Report
Report
Report
We have chosen Pdfminer.six as the system we plan to analyse and reengineer. This is
a community maintained fork of Pdfminer, originally created by Yusuke Shinyama,
around 8 years ago.
As in the name, the original intended function of Pdfminer was to provide an easy way
to extract, or ‘mine’, data from pdfs, including images, text and metadata.
It was also able to convert pdfs into other formats such as HTML and XML, often useful
and much easier for users to manipulate the content.
From 2020 onwards, the original pdfminer, ADD LINK HERE, is no longer actively
maintained, which led to the birth of pdfminer.six. This is a fork of pdfminer, which is
essentially when developers clone a project and begin their own development on it.
Forks are beneficial as it means software can be continuously updated with for
example, security patches as well as new features, despite the original creator no
longer working on the application.
Its original goal was to add support for Python 3. This was done with the six package,
which helps write code compatible with both Python 2 and Python 3.
The name pdfminer.six thus stems from a combination of the original pdfminer package
and the six package.
We chose pdfminer.six as we found its history and lifecycle interesting as well it being a
functional tool. We also thought that because it is community maintained, it is likely to
contain different code styles and practices which we can analyse and learn from to help
us both reengineer the system and improve our own skills as developers.
Pdfminer.six does not have a GUI as such, but can instead be used on the command
line or through written python code in a file.
At a high level, the system works by reading, or ‘parsing’, the pdf, then breaking it down
into basic objects. It also constructs a hierarchical structure of the pdf, containing
elements such as pages, text and images.
Developers can customise the extraction process by modifying the layout analysis
parameters or by extending the tool's capabilities through custom parsing logic, making
it adaptable to a wide range of PDF parsing needs.
We have chosen this commit id: 9cc4d1ddc615fddc5901ead63d11fdf3142f5499
Understanding pdfminer
Evolution of pdfminer
The repository for pdfminer has in recent development stayed largely the same, almost
all of these changes were confined to two files, cmapdb and pdffont which were
changed often in relation to minor bugs that caused improper font and character size
when changing between unicode and ascii character maps. These bugs have been
mostly fixed however there still remain issues with the character mapping and these are
closely linked to the LTPage -> LTTextBox -> LtTextLine -> LTChar pipeline that
separates pdfs into individual elements. These bugs are most commonly related with
how characters are represented and the byte buffer created by cmapdb file. This would
seem to indicate both files are closely linked to the most commonly found bugs in the
code, this makes it a great starting point for any reengineering work to be done.
In previous iterations of the code the converter, pdffont, encodingdb, high level and
pdfparser files were the most worked on files, many of these files have not been
updated in as long as 2 years which could mean that they are in need of refactoring or
even in more extreme cases reengineering as a result of the fact they may not be
updated to best practices.

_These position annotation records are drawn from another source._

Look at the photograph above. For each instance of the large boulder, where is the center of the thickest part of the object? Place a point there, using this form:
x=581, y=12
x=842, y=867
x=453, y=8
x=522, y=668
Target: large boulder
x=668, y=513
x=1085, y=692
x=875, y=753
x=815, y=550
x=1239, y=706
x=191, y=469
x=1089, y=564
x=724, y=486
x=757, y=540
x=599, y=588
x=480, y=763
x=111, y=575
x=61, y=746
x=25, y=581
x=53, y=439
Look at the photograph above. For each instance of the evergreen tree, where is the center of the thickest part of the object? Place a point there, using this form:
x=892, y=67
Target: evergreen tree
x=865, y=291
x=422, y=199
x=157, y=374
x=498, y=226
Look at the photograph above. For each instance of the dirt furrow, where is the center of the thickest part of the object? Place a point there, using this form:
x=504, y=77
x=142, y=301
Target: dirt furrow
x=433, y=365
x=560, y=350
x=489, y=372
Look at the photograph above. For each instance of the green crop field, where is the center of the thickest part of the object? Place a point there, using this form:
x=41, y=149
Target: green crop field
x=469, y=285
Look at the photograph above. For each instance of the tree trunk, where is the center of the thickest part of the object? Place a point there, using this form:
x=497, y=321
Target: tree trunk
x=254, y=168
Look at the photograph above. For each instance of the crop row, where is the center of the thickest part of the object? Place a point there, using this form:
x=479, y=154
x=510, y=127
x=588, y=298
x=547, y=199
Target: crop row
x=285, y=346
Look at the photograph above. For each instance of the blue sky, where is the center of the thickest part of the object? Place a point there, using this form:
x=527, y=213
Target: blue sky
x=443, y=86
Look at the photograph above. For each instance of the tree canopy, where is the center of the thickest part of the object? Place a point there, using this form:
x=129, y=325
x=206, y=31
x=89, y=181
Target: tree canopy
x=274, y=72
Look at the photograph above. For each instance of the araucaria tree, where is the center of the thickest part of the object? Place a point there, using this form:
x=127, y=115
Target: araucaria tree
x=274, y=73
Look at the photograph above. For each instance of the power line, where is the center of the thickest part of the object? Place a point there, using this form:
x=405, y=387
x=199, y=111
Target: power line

This would be difficult in some cases as many of these files
appear bloated, with some containing thousands of lines of code, each with large
numbers of functions that could potentially be decoupled into more cohesive classes.
These also happen to be some of the most called functions so any changes made
would have to be done carefully as they are particularly important to the operation of the
code, their weakness may have a butterfly effect that makes bug fixes and new features
more difficult to deploy as well as creating original bugs. These areas are most in need
of redesign, due to how tighty there are coupled with other classes as well as how
integral they are to the function of the software.
Lastly, as it stands there are 21 known issues with the code, most of which are directly
related to character conversion as well as errors caused in relation to parsing/converting
images and words, the root cause of these bugs should be analysed more closely
however after this repository analysis we can have a reasonable starting point.
Current system and code smells
Before analysing the system’s design, in order to aid our understanding of its domain
and direct our search, we first identified the most important concepts. We did this
automatically from Pdfminer’s documentation using the ‘Natural Language Toolkit’. This
has then been visualised in a word cloud - as seen in figure 1 - using ‘matplotlib’.
It shows that text elements like characters, fields, non-breaking spaces (nbsp) and so
on are important. It then highlights related concepts named ‘LTChar’ and ‘LTAnno’.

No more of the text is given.